Differences in cell contents based on presence of saltwater.
Credit: Image courtesy of Kobe University

The mechanism behind oil synthesis within microalgae cells has been revealed by a Japanese research team. This discovery could contribute to the development of biofuels. The findings were published on April 4 in Scientific Reports.

The research was carried out by a group led by Professor HASUNUMA Tomohisa and Academic Researcher KATO Yuichi, both from the Kobe University Graduate School of Science, Technology and Innovation.

During the 20th century the petrochemical industry developed rapidly, leading to depletion of fossil resources and climate change on a global scale. In order to solve these issues and realize a sustainable and environmentally-conscious society, we must make use of renewable biomass such as plants and algae.
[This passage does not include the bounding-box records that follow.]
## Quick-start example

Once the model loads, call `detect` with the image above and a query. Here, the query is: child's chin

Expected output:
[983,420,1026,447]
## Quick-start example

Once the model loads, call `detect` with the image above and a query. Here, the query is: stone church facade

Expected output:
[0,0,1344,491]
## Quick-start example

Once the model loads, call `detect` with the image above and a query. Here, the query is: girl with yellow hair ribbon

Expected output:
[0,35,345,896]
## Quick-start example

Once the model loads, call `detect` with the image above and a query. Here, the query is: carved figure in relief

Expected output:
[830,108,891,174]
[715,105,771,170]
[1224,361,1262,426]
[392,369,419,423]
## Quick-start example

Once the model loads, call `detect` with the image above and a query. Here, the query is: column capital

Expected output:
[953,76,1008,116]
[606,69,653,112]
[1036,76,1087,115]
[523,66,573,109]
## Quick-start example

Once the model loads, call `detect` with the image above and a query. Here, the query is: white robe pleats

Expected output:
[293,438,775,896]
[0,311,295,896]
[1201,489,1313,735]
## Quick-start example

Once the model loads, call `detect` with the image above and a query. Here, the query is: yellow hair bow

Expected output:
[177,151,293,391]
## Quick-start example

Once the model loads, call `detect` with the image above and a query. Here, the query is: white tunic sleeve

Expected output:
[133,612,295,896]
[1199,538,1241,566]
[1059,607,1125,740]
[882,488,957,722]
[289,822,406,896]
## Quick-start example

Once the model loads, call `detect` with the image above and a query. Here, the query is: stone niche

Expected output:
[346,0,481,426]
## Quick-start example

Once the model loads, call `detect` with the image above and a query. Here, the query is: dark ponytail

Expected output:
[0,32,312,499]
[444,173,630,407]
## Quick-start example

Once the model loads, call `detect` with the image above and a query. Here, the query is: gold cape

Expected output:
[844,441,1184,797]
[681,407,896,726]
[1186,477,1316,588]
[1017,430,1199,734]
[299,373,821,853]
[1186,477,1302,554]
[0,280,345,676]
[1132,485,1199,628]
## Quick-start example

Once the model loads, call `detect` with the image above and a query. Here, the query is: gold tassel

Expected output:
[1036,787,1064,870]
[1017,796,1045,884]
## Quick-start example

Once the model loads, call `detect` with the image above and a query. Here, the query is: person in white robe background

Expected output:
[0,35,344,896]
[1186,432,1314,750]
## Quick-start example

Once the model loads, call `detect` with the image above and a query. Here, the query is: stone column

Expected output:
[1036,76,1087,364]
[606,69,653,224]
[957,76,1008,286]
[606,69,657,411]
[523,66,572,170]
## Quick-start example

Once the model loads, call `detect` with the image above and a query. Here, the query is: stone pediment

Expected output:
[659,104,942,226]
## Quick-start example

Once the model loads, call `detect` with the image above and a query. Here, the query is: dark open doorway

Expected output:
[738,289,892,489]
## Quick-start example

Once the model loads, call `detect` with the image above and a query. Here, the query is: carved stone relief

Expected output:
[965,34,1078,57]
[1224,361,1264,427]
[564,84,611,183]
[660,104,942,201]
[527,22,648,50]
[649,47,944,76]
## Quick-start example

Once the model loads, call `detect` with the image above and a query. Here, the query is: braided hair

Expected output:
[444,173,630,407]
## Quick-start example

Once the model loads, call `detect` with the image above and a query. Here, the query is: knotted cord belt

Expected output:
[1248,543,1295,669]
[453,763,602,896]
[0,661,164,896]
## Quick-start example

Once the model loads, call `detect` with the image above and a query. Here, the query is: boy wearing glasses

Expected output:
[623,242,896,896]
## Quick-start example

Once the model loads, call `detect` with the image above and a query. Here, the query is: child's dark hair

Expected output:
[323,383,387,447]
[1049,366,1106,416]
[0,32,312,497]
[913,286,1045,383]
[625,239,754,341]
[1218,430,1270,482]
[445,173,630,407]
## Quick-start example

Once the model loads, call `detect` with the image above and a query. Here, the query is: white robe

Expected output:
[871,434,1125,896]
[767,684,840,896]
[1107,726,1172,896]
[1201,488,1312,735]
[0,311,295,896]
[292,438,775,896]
The amount of biomass on Earth is approximately 10 times the amount of energy we currently consume. Roughly half of this biomass grows in aquatic environments, and ocean-based biomass such as microalgae can produce oil without using up arable land and drinking water.

Microalgae can grow with light, water, carbon dioxide and a small amount of minerals, and their cells divide quickly, meaning that they can be harvested faster than land-based biomasses. Algae can also be harvested all year round, potentially offering a more stable energy supply.

Many species of algae are capable of producing large amounts of oil (lipids), but this is the first time that researchers have captured the metabolic changes occurring on a molecular level when lipids are produced in algae cells.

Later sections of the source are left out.